Pathways focuses on interaction with real-time data, databases and simulations through maps. The Pathways user can examine database contents, real-time data sources, or simulated objects, by pointing and clicking at their representation on a map.
A typical agent of those that we have developed and coded is that used to build terrain databases (elevation, ground cover, and features) from raw source data. For user-specified corner points, the agent searches the available databases and performs the following actions.
- Finds applicable databases and orders them based on resolution, content, and geography.
- Determines raw format and calls appropriate input routines.
- Converts raw data to the target coordinate system if necessary.
- Generalizes data when reducing resolution, interpolates when increasing resolution.
- Builds a mosaic at the target resolution .
Typical raw database sizes range in size from a few hundred megabytes to 5 gigabytes.
Suppose that the user is interested in buildings in the Washington DC area and has collected pictures, text, and other information about them. Upon starting the system he is presented with a previously created area specific to his problem as shown.
Zooming in to reasonably high resolution, the user finds 3 icons representing items in the database (a post office and two buildings). Clicking on the middle icon reveals a Glebe Road office building - HTML text appearing in the top right window, and a picture below it. The icon also launches a voice description of the object and a web browser of, in this case, the artis home page. The information has also been stored as a URL in the proper location and associated with the proper metadata within the Intraneer groupware system. The information comprising this object were collected using a user-friendly object editor. One may note that the viewer is programmed in "pure" Java 1.1.6.

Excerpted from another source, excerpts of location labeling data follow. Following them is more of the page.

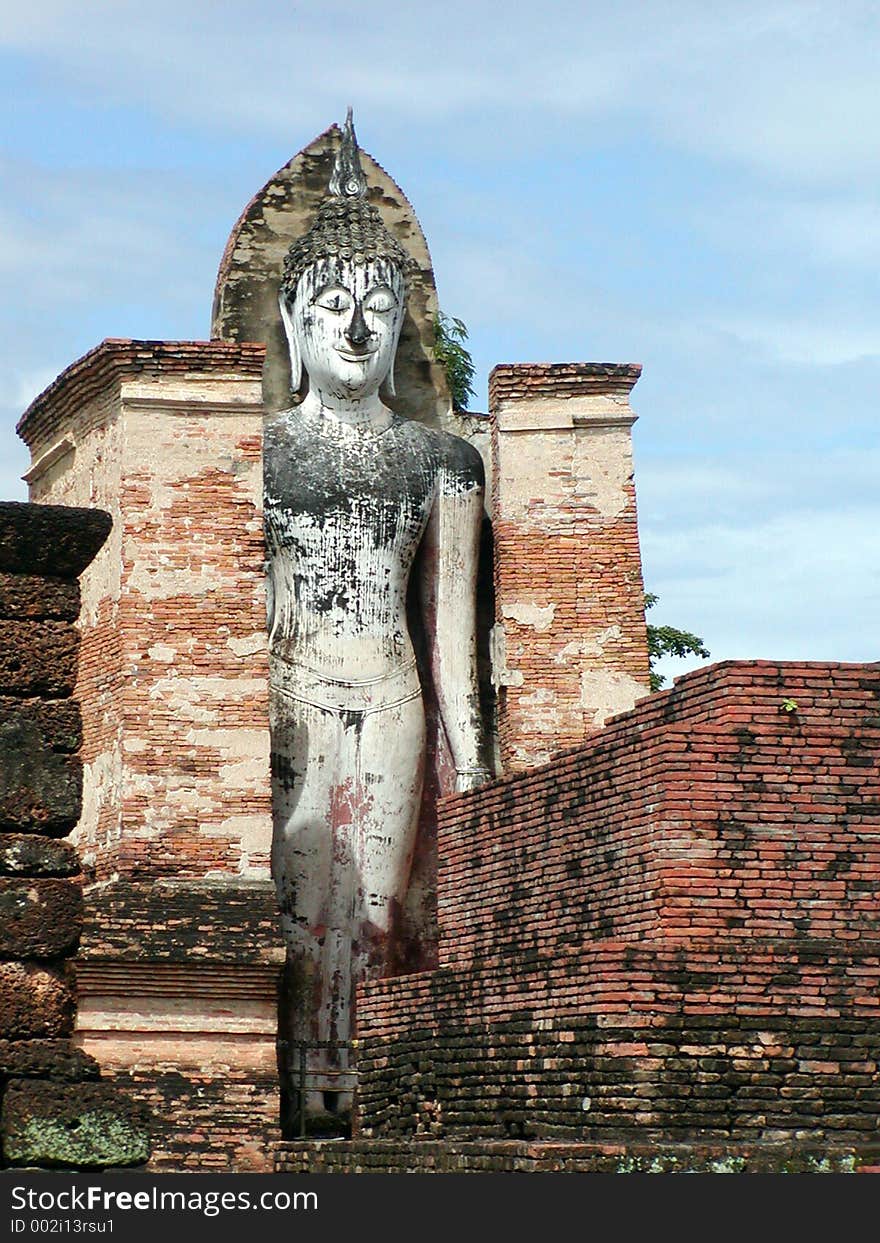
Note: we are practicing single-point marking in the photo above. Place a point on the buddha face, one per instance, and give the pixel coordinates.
(344, 322)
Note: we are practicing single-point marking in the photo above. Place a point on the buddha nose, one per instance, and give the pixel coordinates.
(357, 332)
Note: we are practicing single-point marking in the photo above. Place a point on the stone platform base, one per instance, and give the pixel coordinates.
(378, 1156)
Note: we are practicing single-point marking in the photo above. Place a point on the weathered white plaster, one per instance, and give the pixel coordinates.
(352, 494)
(526, 613)
(605, 694)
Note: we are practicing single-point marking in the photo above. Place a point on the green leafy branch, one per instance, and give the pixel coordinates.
(668, 640)
(450, 351)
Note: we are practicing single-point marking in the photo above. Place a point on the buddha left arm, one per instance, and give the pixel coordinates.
(449, 582)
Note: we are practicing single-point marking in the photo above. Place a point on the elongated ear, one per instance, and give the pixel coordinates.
(292, 343)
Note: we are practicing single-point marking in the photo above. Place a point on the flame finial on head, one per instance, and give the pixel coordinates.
(346, 225)
(348, 180)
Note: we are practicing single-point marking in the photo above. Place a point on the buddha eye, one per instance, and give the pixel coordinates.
(333, 298)
(380, 301)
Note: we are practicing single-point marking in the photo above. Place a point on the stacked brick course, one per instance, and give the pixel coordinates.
(571, 640)
(179, 961)
(668, 936)
(54, 1109)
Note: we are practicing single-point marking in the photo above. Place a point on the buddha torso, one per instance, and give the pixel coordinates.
(346, 510)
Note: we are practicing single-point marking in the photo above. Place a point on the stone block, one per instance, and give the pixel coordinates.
(46, 1059)
(54, 540)
(85, 1125)
(35, 1001)
(39, 917)
(40, 791)
(37, 658)
(24, 854)
(29, 597)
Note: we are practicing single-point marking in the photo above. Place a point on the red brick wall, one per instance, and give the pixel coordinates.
(174, 676)
(707, 811)
(569, 598)
(671, 932)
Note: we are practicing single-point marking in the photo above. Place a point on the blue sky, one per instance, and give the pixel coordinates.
(690, 187)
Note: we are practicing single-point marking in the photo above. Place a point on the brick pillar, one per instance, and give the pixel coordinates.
(182, 949)
(571, 646)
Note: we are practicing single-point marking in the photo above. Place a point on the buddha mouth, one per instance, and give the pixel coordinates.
(356, 357)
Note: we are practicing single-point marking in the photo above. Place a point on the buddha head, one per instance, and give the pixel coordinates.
(343, 290)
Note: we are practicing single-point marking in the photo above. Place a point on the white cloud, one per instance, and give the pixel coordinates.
(794, 586)
(788, 87)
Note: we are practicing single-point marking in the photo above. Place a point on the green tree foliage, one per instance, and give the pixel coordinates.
(450, 351)
(666, 640)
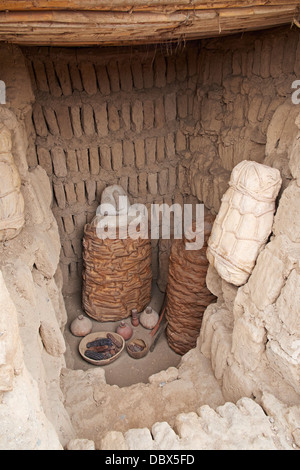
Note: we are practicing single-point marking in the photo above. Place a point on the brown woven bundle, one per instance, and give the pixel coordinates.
(187, 293)
(116, 275)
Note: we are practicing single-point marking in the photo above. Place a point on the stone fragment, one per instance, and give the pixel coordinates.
(52, 338)
(80, 444)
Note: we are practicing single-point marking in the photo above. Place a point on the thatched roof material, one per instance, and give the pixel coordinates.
(89, 22)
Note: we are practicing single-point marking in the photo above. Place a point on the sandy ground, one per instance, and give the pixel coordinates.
(125, 370)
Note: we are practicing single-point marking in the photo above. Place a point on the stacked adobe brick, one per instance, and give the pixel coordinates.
(111, 117)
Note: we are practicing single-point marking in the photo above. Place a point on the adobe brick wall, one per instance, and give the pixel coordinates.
(111, 117)
(167, 124)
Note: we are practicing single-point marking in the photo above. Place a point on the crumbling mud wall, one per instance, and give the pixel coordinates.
(32, 316)
(242, 81)
(252, 333)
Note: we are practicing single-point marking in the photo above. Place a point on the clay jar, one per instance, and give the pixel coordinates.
(81, 326)
(149, 318)
(124, 330)
(134, 317)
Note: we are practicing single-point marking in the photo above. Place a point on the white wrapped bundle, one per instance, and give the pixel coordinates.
(244, 222)
(11, 199)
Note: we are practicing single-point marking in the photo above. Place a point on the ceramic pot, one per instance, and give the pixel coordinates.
(124, 330)
(135, 317)
(149, 318)
(81, 326)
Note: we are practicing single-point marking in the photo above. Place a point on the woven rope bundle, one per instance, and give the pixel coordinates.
(11, 200)
(116, 276)
(187, 293)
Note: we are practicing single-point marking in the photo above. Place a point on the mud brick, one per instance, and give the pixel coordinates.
(100, 111)
(172, 179)
(181, 67)
(62, 72)
(89, 79)
(70, 193)
(160, 149)
(67, 249)
(80, 220)
(148, 114)
(123, 182)
(137, 74)
(71, 157)
(75, 77)
(80, 192)
(289, 54)
(59, 194)
(163, 181)
(90, 186)
(39, 121)
(148, 74)
(133, 185)
(171, 72)
(77, 247)
(51, 121)
(216, 68)
(180, 141)
(170, 106)
(100, 186)
(105, 157)
(113, 73)
(137, 116)
(152, 183)
(142, 181)
(68, 224)
(236, 63)
(64, 122)
(265, 59)
(139, 147)
(181, 180)
(88, 119)
(170, 146)
(125, 75)
(44, 160)
(117, 156)
(160, 72)
(192, 54)
(159, 113)
(128, 153)
(59, 162)
(250, 58)
(32, 159)
(257, 55)
(103, 80)
(277, 57)
(83, 160)
(150, 151)
(227, 65)
(125, 113)
(54, 86)
(113, 118)
(94, 160)
(182, 106)
(40, 76)
(76, 120)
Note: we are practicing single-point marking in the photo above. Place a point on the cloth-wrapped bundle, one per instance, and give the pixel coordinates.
(187, 293)
(244, 222)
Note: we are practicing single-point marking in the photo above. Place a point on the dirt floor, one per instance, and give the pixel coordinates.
(125, 370)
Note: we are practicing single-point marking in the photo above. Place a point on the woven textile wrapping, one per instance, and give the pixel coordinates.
(244, 222)
(116, 275)
(187, 293)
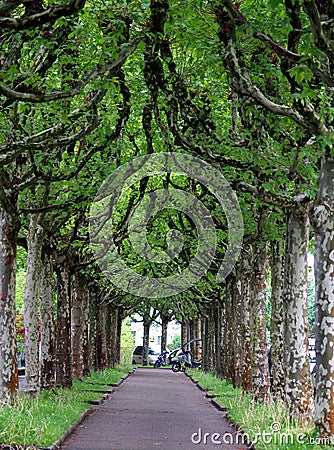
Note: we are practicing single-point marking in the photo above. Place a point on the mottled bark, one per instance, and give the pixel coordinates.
(32, 303)
(277, 322)
(246, 351)
(260, 385)
(198, 344)
(211, 335)
(93, 327)
(223, 336)
(164, 328)
(77, 324)
(47, 353)
(238, 330)
(230, 326)
(323, 223)
(298, 379)
(185, 331)
(115, 333)
(9, 227)
(118, 335)
(146, 341)
(86, 370)
(205, 344)
(63, 331)
(102, 338)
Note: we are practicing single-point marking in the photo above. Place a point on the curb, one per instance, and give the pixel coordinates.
(57, 445)
(220, 408)
(75, 425)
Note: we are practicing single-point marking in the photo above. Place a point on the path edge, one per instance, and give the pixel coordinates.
(220, 408)
(57, 445)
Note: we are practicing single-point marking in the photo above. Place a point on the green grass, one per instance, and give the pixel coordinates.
(266, 424)
(42, 421)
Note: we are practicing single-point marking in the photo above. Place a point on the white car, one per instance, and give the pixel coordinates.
(137, 355)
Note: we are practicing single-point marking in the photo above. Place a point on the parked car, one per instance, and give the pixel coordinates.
(137, 355)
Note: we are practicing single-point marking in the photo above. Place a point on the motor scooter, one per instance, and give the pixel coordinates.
(161, 361)
(183, 359)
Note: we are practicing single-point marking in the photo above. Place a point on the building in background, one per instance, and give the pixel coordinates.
(137, 329)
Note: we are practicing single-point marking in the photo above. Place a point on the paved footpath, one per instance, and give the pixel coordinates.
(155, 409)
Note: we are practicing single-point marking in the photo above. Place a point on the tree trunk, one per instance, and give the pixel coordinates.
(164, 329)
(223, 336)
(323, 223)
(93, 327)
(77, 325)
(63, 338)
(9, 228)
(205, 343)
(198, 344)
(246, 292)
(230, 335)
(119, 320)
(277, 323)
(238, 312)
(260, 373)
(85, 333)
(102, 337)
(47, 354)
(146, 341)
(298, 380)
(184, 331)
(32, 302)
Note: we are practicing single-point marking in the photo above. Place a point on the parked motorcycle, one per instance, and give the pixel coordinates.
(161, 361)
(184, 359)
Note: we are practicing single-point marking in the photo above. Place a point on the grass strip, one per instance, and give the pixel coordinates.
(266, 424)
(41, 421)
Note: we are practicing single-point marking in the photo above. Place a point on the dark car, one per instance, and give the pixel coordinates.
(137, 355)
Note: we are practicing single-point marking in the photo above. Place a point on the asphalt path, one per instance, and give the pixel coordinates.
(155, 409)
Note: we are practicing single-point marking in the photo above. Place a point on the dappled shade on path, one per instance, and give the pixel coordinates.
(155, 409)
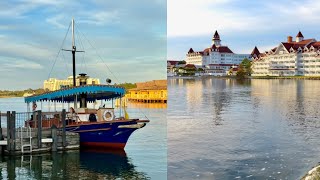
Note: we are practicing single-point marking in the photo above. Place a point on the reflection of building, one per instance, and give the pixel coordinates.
(291, 58)
(215, 56)
(53, 84)
(171, 64)
(151, 91)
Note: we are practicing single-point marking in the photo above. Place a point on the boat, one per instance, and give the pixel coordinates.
(97, 128)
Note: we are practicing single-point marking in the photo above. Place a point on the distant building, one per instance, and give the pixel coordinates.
(171, 64)
(53, 84)
(216, 59)
(149, 92)
(292, 58)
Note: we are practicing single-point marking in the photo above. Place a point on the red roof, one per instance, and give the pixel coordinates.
(314, 44)
(296, 45)
(221, 64)
(299, 34)
(224, 49)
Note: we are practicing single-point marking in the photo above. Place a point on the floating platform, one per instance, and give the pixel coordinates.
(17, 138)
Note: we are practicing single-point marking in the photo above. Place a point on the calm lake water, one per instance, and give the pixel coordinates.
(145, 155)
(256, 129)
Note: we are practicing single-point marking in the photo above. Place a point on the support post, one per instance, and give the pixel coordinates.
(13, 132)
(8, 130)
(63, 119)
(54, 138)
(39, 122)
(0, 128)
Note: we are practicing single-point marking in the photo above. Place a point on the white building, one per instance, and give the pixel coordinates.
(292, 58)
(216, 58)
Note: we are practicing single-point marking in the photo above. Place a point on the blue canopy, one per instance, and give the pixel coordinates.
(94, 92)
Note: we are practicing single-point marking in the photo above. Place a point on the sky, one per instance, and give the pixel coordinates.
(127, 37)
(242, 24)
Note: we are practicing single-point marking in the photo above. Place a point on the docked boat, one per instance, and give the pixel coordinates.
(96, 127)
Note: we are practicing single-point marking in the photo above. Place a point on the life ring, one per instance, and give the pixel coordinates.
(34, 106)
(108, 115)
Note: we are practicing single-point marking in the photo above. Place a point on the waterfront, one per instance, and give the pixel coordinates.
(255, 129)
(145, 155)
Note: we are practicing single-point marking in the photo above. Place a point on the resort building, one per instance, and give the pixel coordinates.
(149, 92)
(216, 59)
(53, 84)
(171, 64)
(292, 58)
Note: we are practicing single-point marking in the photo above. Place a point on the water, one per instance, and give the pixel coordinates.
(145, 155)
(255, 129)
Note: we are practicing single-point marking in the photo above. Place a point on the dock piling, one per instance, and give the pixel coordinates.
(54, 138)
(12, 132)
(8, 130)
(39, 123)
(63, 119)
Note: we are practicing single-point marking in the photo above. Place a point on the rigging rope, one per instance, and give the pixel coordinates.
(59, 51)
(100, 57)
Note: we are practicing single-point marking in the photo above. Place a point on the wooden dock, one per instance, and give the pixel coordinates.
(19, 138)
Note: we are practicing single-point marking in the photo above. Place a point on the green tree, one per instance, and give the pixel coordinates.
(244, 69)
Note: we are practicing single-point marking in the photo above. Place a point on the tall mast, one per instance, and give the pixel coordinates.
(74, 63)
(73, 55)
(73, 50)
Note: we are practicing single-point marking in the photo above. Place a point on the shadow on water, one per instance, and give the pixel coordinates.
(70, 165)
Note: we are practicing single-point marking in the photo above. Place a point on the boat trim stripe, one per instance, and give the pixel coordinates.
(90, 130)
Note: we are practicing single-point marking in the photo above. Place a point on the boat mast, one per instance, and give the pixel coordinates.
(74, 63)
(73, 55)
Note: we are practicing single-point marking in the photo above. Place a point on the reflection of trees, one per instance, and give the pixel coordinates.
(221, 99)
(70, 165)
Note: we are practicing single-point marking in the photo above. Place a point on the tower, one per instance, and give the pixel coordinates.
(299, 37)
(216, 39)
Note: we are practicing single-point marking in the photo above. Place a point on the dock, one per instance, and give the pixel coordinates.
(148, 92)
(30, 133)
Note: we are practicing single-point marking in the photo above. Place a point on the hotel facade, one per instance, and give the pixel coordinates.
(216, 59)
(292, 58)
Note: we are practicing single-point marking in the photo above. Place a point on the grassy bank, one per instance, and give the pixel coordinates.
(286, 77)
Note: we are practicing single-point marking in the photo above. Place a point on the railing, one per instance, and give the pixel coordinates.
(13, 123)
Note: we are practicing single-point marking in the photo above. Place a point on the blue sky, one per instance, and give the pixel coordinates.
(129, 36)
(242, 24)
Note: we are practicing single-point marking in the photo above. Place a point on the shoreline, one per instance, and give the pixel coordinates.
(250, 77)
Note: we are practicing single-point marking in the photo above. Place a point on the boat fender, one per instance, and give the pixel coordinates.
(111, 115)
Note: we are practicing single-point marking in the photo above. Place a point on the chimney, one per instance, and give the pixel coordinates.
(289, 39)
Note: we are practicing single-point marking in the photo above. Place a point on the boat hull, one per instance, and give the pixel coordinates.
(105, 134)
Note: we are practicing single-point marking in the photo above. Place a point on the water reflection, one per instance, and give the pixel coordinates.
(255, 129)
(70, 165)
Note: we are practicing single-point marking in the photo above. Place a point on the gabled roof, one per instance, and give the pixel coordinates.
(190, 51)
(299, 34)
(224, 49)
(296, 45)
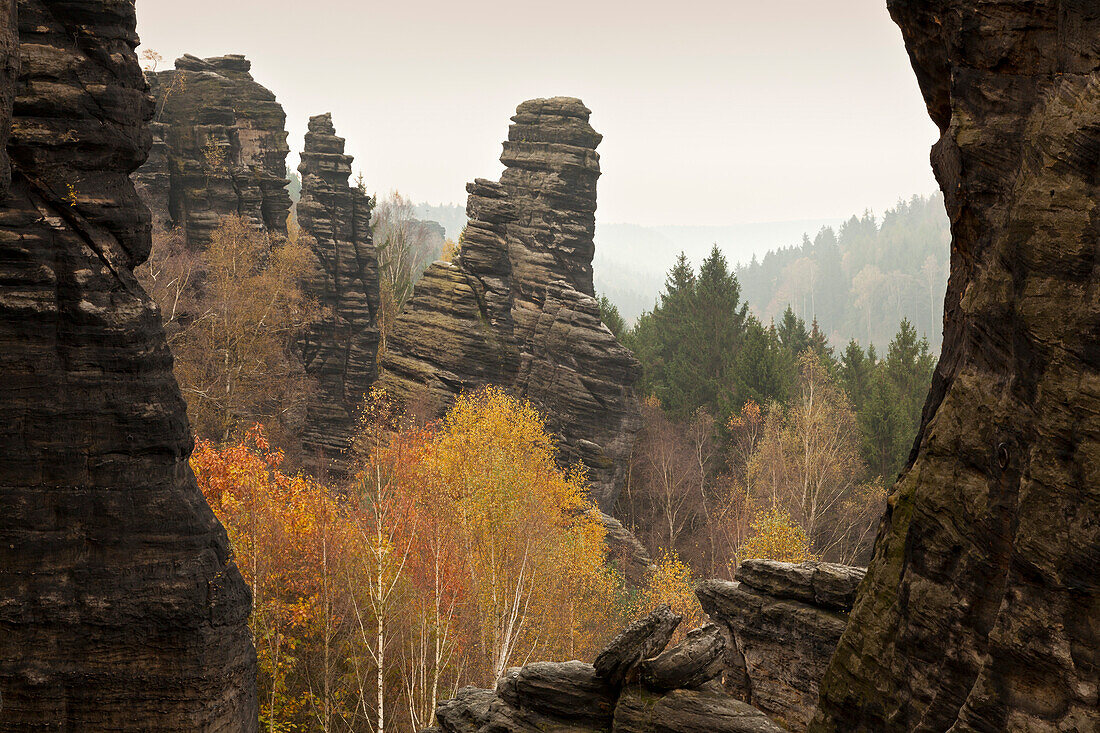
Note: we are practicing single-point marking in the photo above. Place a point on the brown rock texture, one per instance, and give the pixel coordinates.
(219, 148)
(981, 606)
(341, 350)
(784, 622)
(517, 308)
(678, 691)
(120, 605)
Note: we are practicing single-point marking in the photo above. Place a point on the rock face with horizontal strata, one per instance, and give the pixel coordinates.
(981, 604)
(517, 309)
(784, 621)
(120, 605)
(341, 350)
(219, 149)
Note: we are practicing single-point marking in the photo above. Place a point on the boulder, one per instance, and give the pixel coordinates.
(700, 658)
(505, 719)
(981, 605)
(644, 638)
(466, 712)
(824, 584)
(688, 711)
(781, 647)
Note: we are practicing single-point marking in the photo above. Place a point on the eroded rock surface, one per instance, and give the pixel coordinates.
(981, 603)
(640, 641)
(517, 308)
(635, 686)
(688, 711)
(784, 621)
(219, 149)
(120, 605)
(341, 350)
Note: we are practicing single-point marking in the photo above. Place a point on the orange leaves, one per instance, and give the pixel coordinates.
(776, 537)
(290, 538)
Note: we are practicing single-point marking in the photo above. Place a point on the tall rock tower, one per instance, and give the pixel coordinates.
(981, 605)
(517, 308)
(219, 148)
(120, 605)
(341, 350)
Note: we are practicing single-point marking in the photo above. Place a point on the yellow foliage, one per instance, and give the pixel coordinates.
(672, 584)
(535, 549)
(233, 341)
(776, 536)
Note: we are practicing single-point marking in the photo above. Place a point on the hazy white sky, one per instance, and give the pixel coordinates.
(713, 111)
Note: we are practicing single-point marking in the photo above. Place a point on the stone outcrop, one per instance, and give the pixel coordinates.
(638, 642)
(615, 693)
(120, 605)
(219, 148)
(693, 663)
(517, 308)
(981, 603)
(784, 622)
(340, 350)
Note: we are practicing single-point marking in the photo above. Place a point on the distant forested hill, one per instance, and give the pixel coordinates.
(452, 216)
(861, 279)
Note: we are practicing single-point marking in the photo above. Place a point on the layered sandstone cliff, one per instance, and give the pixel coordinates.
(517, 308)
(120, 605)
(219, 148)
(635, 686)
(341, 349)
(784, 622)
(981, 606)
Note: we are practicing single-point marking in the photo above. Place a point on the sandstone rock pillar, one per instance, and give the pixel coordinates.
(981, 605)
(120, 605)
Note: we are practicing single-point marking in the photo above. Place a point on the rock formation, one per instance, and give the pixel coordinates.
(341, 350)
(981, 606)
(219, 148)
(616, 693)
(120, 605)
(517, 308)
(784, 622)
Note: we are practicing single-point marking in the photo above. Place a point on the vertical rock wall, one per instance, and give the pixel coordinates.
(341, 350)
(981, 606)
(518, 310)
(219, 148)
(120, 605)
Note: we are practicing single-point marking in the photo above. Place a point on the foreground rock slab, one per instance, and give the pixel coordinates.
(784, 621)
(640, 641)
(688, 711)
(517, 309)
(981, 605)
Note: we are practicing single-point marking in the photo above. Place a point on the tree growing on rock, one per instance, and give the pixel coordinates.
(807, 462)
(231, 314)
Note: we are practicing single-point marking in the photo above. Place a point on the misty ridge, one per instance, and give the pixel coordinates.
(859, 276)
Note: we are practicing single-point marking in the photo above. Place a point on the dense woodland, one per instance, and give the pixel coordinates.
(457, 548)
(862, 279)
(744, 417)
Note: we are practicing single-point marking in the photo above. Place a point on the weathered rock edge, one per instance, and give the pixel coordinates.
(120, 605)
(770, 647)
(981, 608)
(518, 310)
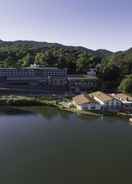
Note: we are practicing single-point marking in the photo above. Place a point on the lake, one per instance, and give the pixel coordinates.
(47, 146)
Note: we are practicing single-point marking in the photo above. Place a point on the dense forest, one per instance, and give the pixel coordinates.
(114, 69)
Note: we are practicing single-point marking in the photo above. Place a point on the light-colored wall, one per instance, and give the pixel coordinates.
(92, 106)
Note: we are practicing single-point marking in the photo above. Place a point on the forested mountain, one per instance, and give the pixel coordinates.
(24, 53)
(113, 67)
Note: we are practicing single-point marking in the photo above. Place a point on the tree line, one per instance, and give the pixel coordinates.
(113, 69)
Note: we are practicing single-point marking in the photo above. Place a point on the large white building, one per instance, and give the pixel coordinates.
(35, 73)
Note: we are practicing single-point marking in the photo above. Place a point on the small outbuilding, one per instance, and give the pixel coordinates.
(85, 102)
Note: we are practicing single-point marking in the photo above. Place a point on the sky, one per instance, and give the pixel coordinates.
(95, 24)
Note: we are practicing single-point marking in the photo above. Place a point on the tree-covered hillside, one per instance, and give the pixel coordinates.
(24, 53)
(113, 67)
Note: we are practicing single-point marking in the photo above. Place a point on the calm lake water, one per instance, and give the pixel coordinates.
(49, 146)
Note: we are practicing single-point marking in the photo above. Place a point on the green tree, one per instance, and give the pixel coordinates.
(40, 58)
(126, 84)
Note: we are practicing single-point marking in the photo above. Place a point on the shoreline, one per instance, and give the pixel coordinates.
(21, 101)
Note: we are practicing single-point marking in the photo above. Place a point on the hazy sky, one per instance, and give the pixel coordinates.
(95, 24)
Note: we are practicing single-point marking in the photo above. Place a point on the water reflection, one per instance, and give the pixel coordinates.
(14, 111)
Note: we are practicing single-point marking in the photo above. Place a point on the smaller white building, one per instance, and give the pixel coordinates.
(91, 72)
(125, 99)
(84, 102)
(107, 102)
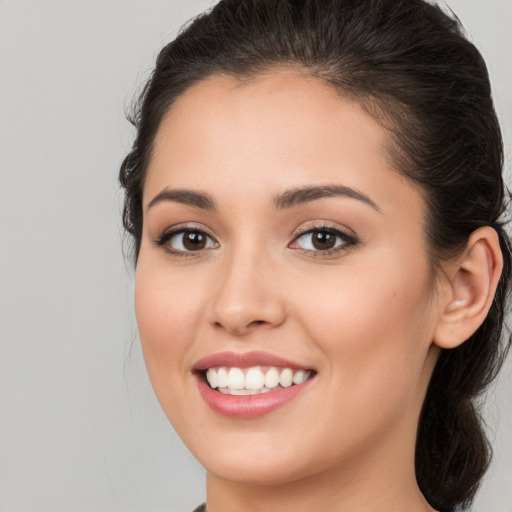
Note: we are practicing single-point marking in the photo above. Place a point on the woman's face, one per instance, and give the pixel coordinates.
(278, 243)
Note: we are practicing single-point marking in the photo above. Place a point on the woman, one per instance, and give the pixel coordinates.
(316, 202)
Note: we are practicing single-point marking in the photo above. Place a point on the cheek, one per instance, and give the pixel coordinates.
(374, 324)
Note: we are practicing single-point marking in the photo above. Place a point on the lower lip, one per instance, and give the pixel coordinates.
(249, 406)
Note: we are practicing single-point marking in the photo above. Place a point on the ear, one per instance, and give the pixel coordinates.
(471, 282)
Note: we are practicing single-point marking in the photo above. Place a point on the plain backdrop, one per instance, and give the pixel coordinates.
(80, 429)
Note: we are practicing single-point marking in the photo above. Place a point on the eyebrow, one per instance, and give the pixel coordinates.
(302, 195)
(288, 199)
(188, 197)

To view the area in 3 dimensions takes a single button click - the result appears in a VRML (Virtual Reality Modeling Language) browser in another window. The user flies over the area to see the building's location in a broader context.
Many more interactions are possible. The user controls the display of city names and other geographic features at several resolution levels. Access to data about any city or geographic feature in the United States takes only fractions of a second on even modestly powered laptop computers.